FOM: "profound changes"

Moshe' Machover moshe.machover at kcl.ac.uk
Wed Aug 12 16:55:53 EDT 1998


At 2:24 am +0100 12/8/98, Harvey Friedman wrote, inter alia:

>And just to indicate that what I am
>concerned about has nothing whatsoever to do specifically with recursion
>theorists or recrusion theory, let me generalize about the pattern that I
>have witnessed in other subareas of mathematical logic. I suspect that it
>occurs in other areas of mathematics as well.

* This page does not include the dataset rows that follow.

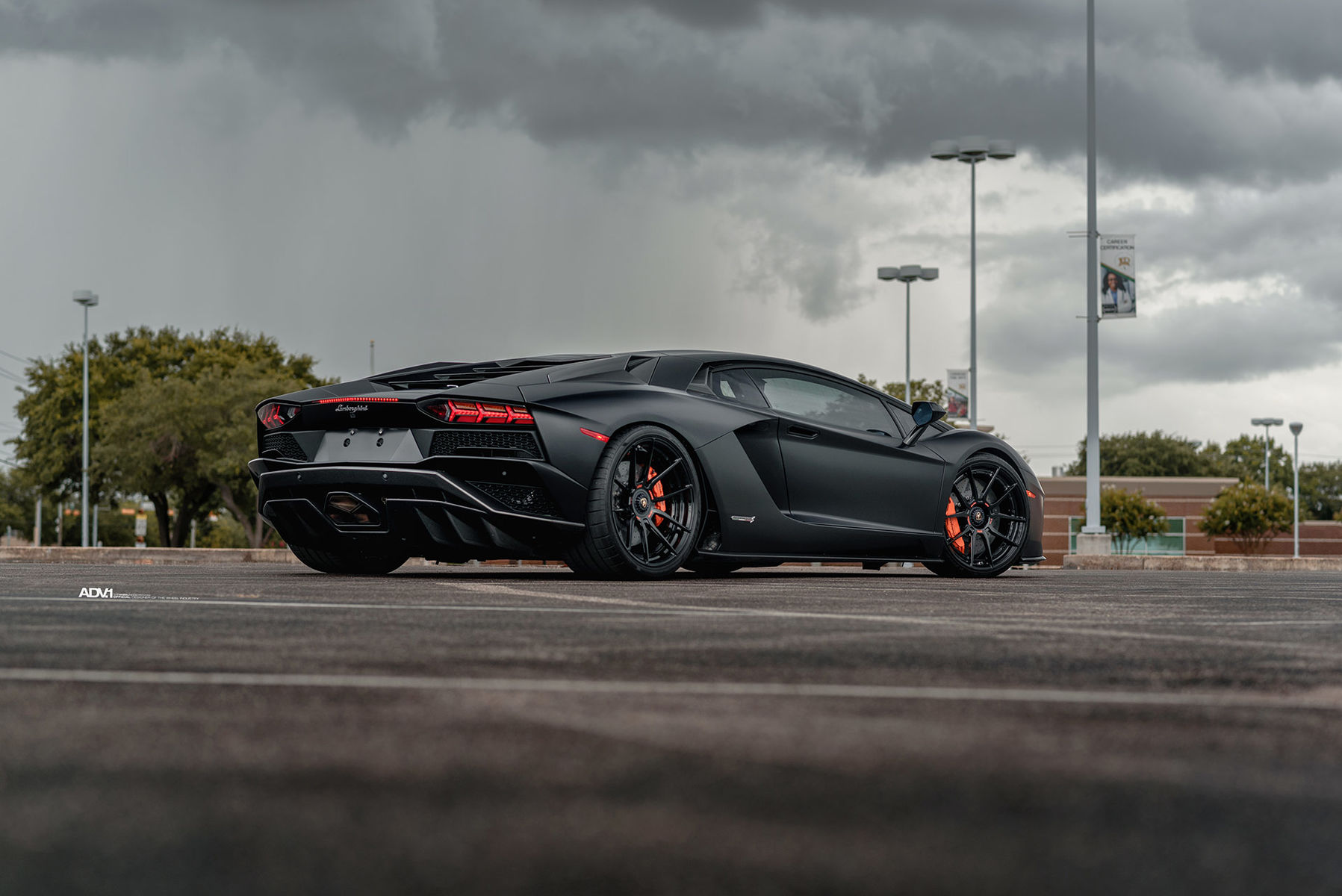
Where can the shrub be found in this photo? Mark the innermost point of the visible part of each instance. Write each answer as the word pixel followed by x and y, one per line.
pixel 1249 515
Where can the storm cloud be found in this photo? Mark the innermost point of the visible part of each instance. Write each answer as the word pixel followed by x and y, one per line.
pixel 583 165
pixel 857 79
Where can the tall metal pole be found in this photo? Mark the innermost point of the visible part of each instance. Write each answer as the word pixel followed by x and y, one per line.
pixel 1267 459
pixel 1296 429
pixel 1093 525
pixel 84 482
pixel 909 396
pixel 973 296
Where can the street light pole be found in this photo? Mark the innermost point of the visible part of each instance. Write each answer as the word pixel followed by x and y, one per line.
pixel 1093 522
pixel 1296 431
pixel 87 299
pixel 1267 423
pixel 907 274
pixel 973 151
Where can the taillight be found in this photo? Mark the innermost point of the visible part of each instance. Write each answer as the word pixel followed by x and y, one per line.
pixel 458 411
pixel 274 414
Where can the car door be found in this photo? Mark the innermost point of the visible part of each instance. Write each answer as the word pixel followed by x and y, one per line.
pixel 846 467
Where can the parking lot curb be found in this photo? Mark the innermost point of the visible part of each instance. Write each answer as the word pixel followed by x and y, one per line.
pixel 146 556
pixel 1220 564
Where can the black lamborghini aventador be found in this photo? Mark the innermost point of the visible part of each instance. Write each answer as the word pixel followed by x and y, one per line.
pixel 634 466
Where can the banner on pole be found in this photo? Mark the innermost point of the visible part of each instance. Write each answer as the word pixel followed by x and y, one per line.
pixel 1117 276
pixel 957 395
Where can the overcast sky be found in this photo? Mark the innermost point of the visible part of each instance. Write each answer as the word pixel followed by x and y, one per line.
pixel 482 178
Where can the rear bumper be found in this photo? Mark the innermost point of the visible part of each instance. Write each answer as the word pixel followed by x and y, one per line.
pixel 420 511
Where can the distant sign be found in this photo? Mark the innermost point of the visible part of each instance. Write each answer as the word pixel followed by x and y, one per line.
pixel 1118 276
pixel 957 395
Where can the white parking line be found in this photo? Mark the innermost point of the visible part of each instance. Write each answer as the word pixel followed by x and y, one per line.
pixel 653 608
pixel 674 688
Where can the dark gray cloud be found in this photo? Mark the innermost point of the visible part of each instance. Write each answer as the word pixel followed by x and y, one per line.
pixel 854 79
pixel 1296 39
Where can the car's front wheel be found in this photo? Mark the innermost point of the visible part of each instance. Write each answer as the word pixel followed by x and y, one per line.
pixel 644 507
pixel 987 520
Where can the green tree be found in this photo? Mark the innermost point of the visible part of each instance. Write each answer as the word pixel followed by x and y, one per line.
pixel 924 391
pixel 50 409
pixel 1141 454
pixel 1243 459
pixel 1129 518
pixel 229 399
pixel 18 502
pixel 1249 515
pixel 1321 491
pixel 184 443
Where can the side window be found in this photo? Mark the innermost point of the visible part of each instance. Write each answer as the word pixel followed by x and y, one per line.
pixel 902 417
pixel 821 402
pixel 736 385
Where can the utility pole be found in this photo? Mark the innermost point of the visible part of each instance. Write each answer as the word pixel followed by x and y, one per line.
pixel 1093 461
pixel 87 299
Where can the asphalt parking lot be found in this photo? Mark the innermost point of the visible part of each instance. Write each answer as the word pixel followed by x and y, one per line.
pixel 269 730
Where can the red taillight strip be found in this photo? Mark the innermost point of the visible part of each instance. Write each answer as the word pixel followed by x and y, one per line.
pixel 328 402
pixel 458 411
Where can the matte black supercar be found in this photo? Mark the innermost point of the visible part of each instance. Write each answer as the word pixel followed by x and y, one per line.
pixel 635 466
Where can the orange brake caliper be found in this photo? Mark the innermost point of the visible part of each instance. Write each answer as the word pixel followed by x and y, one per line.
pixel 656 493
pixel 951 526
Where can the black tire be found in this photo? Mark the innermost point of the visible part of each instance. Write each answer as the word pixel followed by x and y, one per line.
pixel 987 520
pixel 350 562
pixel 644 508
pixel 712 567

>From personal experience I can confirm that it certainly does. HF's
assessment in the paragraphs which follow are an uncannily accurate
description of the situation I found in the area of the measurement of
voting power (a sub-area of social choice, aka public choice) in which I
have been working for a number of years and which is quite remote from
logic. In fact, the situation here is if anything worse, because it is an
applied subject. So many people do a lot of empirical or semi-empirical
work, `applying' the mathematics to real-life situations as though they
were using cooking recipes, without giving a thought to `higher
intellectual goals ... for instance, the reasons why these
basic structures were defined in the first place - and the strengths and
weaknesses of these basic structures for the purposes they were created
for'.

>People in the field realize that some basic structures are hard to analyze,
>and that if one works hard enough, one can start to get some structural
>information. At some point, initial breakthroughs in this vein are made by
>some people, which creates a stir. These people become the opinion makers
>of the field, and have students extending their results. Then research in
>the field starts getting evaluated more and more by what structural
>information it reveals about these basic structures, and less and less by
>any higher intellectual goals.
>
>By higher intellectual goals, I mean, for instance, the reasons why these
>basic structures were defined in the first place - and the strengths and
>weaknesses of these basic structures for the purposes they were created
>for. The field starts getting redefined in terms of the structural analysis
>of these particular basic structures. Other issues that were predominant -
>perhaps at an informal level only - in the early stages of the subject,
>become downplayed, or even marginalized.
>
>In late stages of this process, researchers start to forget what any of
>these higher intellectual goals are or were ever conceived to be.
>Eventually, the students no longer come into contact in any substantial way
>with any higher intellectual goals.
>
>Before going any further, let me indicate how this is manifested in
>practice. Some people will do research that doesn't fall into this focused
>mode. In some cases their research deals directly with the higher
>intellectual goals - at least more directly than the focused structural
>studies that dominate the field. But they find that their careers are
>seriously restricted compared to people working on the focused structural
>studies. They find that the major places of employment are populated mainly
>by the people who made the initial breakthroughs in the focused structural
>studies, and their students, and the students of their students, etcetera,
>who have become accustomed to automatically evaluating research in terms of
>the focused structual studies. In a tight labor market, these people (doing
>research that doesn't fall into the focused mode) may even become
>unemployed.
>
>In any case, the distinction between the careers of those who concentrate
>on the focused structural studies and those who don't becomes well known
>and reinforces itself.
>
>Another strong factor in the equation is the peer review method of awarding
>grants. When money is tight, mixed reviews will generally kill funding.
>Reviewers will naturally reserve their high praise for work that is very
>much like theirs; high praise for work very much like theirs is essentially
>the same as high praise for their own work. Consideration of higher
>intellectual goals could make such a system fairer. But consideration of
>higher intellectual goals becomes so remote a consideration that it plays
>essentially no role. The difficulties involved in getting funding for
>virtually anything outside the focused structural studies become
>insurmountable for almost anyone.

I am sure this is the situation in quite a number of areas!